Cliquer pour agrandir. Fig.1 : Montrésor, collégiale Saint-Jean-Baptiste, verrière figurée : saint Jean, saint Pierre et saint Jean-Baptiste (baie 101) © Région Centre-Val de Loire, Inventaire général / © Rencontre avec le Patrimoine Religieux, Guillaume Cottinat

 

Natif d’Alençon en 1827, Eugène-Stanislas Oudinot de La Faverie se forme à l’art du vitrail auprès de Georges Bontemps à la Manufacture de Choisy-le-Roi, et suit les cours de peinture d’Eugène Delacroix. Il ouvre son propre atelier en 1854. Parmi ses collaborateurs figurent le célèbre Eugène Viollet-le-Duc ou encore Louis Steinheil. Oudinot semble intervenir une première fois en Touraine à la collégiale de Montrésor, en 1875, pour la restauration de la grande baie de la façade ouest (fig. 1), recomposée par l’architecte Félix Roguet, alors engagé dans la restauration du château de Chenonceau.
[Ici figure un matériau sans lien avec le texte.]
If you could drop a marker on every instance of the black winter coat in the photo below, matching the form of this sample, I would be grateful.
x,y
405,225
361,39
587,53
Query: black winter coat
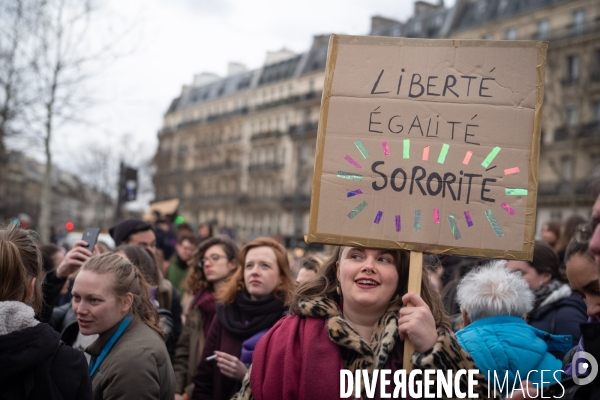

Cliquer pour agrandir. Fig.2 : Preuilly-sur-Claise, église Saint-Pierre, verrière figurée : miracle de saint Melaine (baie 7) © Région Centre-Val de Loire, Inventaire général / © Rencontre avec le Patrimoine Religieux, Isabelle de Saint-Seine

À la même époque commençait, au sud du département, la restauration de l’ancienne abbatiale de Preuilly-sur-Claise, partiellement ruinée en 1867 par l’effondrement de son clocher. Cette restauration fut confiée à l’architecte Anatole de Baudot, qui fit appel à Eugène Oudinot pour la réalisation de nouveaux vitraux. De ce programme initial sont conservées plusieurs verrières, dont celle de la chapelle nord (baie 7), consacrée à saint Melaine de Rennes, qui porte le monogramme du peintre-verrier (« E » et « O » entrelacés) (fig. 2). Sa mort, survenue en 1889, l’empêche d’achever ce programme, tâche qui échoie alors à son successeur, Félix Gaudin. D’abord actif à Clermont-Ferrand, puis à Paris à partir de 1890, Gaudin travaille à Preuilly-sur-Claise au moins jusqu’en 1904 (date relevée sur la baie 4, dans le déambulatoire) (fig. 3). Il travaille d’après les cartons déjà réalisés pour Oudinot par Émile-Joseph Delalande, un élève de Gérente et de Didron spécialisé dans les styles médiévaux, qui deviendra rapidement un collaborateur régulier de Félix Gaudin.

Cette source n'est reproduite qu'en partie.